Avoiding the following foods may help with reducing symptoms:

  • Caffeine (regular coffee, regular tea, chocolate)
  • Citrus fruits/juices
  • Carbonated beverages
  • Alcohol
  • Mints (peppermint, spearmint)
  • Tomato products
  • Fried, greasy foods
  • Spicy foods
  • Garlic and onions
  • Chocolate

Special instructions:

  1. Achieve and maintain a healthy weight.
  2. Eat small, frequent meals.

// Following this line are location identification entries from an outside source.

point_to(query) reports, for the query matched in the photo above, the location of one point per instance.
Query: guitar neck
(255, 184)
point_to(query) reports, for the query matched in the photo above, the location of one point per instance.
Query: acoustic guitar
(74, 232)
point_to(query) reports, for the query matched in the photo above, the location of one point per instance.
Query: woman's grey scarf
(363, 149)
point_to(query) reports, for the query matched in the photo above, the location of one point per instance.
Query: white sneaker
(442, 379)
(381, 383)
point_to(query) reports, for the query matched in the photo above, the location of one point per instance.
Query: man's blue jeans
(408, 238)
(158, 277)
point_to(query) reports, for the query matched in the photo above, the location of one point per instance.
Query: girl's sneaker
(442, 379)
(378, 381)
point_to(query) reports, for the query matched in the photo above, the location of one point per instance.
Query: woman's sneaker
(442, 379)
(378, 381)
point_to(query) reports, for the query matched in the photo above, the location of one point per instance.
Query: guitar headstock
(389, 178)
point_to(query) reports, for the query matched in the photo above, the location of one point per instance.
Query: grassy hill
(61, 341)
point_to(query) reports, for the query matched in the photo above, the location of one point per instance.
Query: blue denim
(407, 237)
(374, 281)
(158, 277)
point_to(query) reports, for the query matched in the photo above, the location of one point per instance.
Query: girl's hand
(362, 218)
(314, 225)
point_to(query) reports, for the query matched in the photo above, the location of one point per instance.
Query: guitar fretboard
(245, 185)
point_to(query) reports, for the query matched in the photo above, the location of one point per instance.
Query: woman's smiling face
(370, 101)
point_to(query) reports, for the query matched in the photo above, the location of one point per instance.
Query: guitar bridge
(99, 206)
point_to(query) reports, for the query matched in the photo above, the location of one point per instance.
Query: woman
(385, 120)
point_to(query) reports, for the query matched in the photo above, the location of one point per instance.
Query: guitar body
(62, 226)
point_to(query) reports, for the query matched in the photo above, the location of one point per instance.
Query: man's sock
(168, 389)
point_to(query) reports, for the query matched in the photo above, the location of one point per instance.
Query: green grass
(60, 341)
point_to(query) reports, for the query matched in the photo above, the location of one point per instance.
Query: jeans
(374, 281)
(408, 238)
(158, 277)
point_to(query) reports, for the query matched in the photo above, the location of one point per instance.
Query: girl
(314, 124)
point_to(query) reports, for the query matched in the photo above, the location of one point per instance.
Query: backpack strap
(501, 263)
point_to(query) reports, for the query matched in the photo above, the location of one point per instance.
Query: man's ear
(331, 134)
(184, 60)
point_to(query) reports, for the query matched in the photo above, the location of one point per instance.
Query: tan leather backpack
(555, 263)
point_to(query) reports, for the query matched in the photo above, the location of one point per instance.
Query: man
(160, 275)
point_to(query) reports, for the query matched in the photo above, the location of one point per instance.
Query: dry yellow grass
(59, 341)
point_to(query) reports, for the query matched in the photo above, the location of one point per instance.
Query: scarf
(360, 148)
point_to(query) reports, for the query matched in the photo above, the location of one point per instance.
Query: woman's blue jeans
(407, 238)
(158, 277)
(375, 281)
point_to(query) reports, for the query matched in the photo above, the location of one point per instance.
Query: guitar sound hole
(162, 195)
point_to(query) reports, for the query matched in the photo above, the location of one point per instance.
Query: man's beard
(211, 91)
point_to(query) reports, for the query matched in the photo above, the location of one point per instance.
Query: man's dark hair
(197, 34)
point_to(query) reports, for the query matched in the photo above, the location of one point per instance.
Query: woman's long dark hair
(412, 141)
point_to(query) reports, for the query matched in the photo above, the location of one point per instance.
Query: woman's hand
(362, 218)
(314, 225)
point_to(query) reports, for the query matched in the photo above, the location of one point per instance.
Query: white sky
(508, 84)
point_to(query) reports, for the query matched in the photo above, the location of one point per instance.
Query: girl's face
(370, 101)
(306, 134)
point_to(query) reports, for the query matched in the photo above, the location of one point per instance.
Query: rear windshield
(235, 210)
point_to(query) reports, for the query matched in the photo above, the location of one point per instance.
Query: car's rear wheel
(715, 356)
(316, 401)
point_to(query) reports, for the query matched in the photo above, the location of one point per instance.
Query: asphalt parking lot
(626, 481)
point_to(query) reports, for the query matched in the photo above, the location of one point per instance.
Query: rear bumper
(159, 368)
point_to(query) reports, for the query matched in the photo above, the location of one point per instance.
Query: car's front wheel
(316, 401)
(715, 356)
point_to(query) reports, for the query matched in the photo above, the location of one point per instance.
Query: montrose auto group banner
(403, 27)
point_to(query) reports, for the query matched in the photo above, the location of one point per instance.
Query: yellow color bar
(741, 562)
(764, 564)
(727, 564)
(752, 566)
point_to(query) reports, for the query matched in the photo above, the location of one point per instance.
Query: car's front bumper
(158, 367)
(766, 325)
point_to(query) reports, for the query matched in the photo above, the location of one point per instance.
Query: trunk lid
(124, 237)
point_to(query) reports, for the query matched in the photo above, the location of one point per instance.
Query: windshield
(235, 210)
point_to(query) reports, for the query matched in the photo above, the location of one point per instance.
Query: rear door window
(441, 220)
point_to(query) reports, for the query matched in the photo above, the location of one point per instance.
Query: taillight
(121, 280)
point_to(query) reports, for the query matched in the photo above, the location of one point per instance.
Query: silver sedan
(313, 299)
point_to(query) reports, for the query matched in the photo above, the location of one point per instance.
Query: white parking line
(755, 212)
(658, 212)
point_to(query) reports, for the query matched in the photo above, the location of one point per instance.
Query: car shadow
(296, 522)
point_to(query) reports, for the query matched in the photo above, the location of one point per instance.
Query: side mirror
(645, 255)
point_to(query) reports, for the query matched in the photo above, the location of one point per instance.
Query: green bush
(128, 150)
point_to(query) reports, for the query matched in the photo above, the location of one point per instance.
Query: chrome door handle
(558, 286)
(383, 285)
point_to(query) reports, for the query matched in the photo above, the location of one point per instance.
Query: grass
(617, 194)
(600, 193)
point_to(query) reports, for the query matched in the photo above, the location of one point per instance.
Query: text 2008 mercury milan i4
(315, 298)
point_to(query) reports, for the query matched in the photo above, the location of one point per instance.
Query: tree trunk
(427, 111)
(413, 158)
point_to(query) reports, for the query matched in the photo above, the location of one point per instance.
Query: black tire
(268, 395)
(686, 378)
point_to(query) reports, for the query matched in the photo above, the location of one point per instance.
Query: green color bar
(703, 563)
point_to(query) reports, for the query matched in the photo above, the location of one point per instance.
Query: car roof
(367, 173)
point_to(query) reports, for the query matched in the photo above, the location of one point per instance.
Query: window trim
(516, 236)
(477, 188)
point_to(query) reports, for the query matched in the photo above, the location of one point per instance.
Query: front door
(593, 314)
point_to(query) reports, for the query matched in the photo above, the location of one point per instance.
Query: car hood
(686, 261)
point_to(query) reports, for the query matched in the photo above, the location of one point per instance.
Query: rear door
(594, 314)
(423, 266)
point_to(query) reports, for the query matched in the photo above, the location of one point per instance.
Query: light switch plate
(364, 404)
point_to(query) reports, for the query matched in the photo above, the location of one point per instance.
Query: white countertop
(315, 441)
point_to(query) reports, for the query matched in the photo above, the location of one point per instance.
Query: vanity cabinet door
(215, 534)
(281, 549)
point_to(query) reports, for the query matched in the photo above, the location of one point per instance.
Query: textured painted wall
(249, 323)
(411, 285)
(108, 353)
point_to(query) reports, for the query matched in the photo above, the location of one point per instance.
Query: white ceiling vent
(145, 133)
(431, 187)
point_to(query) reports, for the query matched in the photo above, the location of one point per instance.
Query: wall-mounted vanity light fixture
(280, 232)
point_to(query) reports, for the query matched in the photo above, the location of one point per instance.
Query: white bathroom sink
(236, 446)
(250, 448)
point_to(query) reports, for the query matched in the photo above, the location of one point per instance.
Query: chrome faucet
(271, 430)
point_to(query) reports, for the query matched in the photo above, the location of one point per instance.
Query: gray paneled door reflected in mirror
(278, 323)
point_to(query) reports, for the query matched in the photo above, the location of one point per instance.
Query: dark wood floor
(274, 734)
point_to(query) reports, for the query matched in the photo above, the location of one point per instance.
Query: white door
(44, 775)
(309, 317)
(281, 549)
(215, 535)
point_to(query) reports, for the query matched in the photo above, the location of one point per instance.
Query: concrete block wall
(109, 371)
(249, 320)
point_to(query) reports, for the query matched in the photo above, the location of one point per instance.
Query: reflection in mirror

Large meals may increase stomach pressure, and therefore reflux.
  3. Fat takes the longest time to leave the stomach; therefore, reduce the total amount of fat that you eat at a meal by decreasing the amount of margarine, butter, oils, salad dressings, gravy, fatty meats, and full-fat dairy/milk products such as sour cream, cheese, and whole milk.
  4. Maintain an upright posture while eating and for 45-60 minutes afterward. Avoid bending over or reaching below your waist after meals to do things like loading the dishwasher, tying your shoes, or picking up items from the ground.
  5. Avoid eating before bedtime. It takes the stomach four to five hours to fully empty a meal, so wait at least three hours after eating to go to bed.
  6. Avoid clothing that is tight in the abdominal area.
  7. When sleeping, raise the head of the bed 6-8 inches, using wooden blocks under the bedposts. Extra pillows will not work.
  8. Stop smoking.
  9. Reflux triggers vary from person to person. Try eliminating possible trigger foods for two weeks, then reintroduce one food at a time to determine your tolerance and evaluate severity of symptoms.
  10. Your doctor may prescribe acid-reducing medications, such as proton pump inhibitors (PPIs). Do discuss with your physician.